Feelings of sadness, anxiety and guilt are common after experiencing a chemical pregnancy, says Aparna Iyer, MD, a perinatal psychiatrist and assistant professor at the University of Texas Southwestern Medical Center in Dallas. “Many encounter emotional fears that they may have somehow caused the loss, even when they recognize intellectually that this isn’t true,” she says.

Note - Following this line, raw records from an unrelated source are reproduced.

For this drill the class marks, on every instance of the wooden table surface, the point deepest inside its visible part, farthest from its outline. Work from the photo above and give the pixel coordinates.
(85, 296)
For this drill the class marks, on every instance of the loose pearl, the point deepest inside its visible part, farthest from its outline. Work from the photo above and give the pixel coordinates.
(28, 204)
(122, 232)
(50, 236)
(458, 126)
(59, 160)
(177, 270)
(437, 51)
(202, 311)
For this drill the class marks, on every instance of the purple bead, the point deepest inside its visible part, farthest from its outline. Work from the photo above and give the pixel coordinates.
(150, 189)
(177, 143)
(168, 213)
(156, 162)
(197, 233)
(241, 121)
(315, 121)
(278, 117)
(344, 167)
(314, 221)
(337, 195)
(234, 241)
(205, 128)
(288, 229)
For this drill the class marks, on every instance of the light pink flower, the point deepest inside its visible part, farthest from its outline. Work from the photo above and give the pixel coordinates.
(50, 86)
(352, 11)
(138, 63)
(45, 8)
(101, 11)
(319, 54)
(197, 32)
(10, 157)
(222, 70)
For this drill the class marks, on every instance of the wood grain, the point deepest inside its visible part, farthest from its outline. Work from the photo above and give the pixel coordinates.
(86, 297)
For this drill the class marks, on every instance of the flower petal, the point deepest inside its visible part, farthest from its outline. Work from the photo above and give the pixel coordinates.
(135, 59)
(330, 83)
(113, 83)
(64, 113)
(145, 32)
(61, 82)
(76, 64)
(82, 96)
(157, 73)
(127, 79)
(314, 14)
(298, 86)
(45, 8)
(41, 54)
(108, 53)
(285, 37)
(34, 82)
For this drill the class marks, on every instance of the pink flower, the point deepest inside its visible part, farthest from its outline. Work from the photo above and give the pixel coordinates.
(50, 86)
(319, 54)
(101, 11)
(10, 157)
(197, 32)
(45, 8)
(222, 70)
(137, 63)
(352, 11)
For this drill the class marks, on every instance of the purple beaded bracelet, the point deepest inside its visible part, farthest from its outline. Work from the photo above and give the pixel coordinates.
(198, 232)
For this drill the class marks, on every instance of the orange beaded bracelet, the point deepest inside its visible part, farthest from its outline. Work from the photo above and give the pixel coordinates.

Some of her patients have been surprised at how strongly they reacted, since the pregnancy did not last long. “However, a loss is a loss,” Iyer says, “and losing a pregnancy is a significant loss for many.”
How a woman wants to open up about her chemical pregnancy is up to her, but “struggling alone is rarely the healthiest option,” Iyer says. “I’d suggest she consider sharing it with the people closest to her, those who are most willing to support her and let her fully express herself without any fears of judgment.”
It’s understandable to hesitate before getting pregnant after chemical pregnancy, but “it’s important to acknowledge and confront those fears. An important way to work through the fears is to speak candidly with your physician,” Iyer says. “Having a medical view of what to expect can help set your expectations and help you work through anxiety.”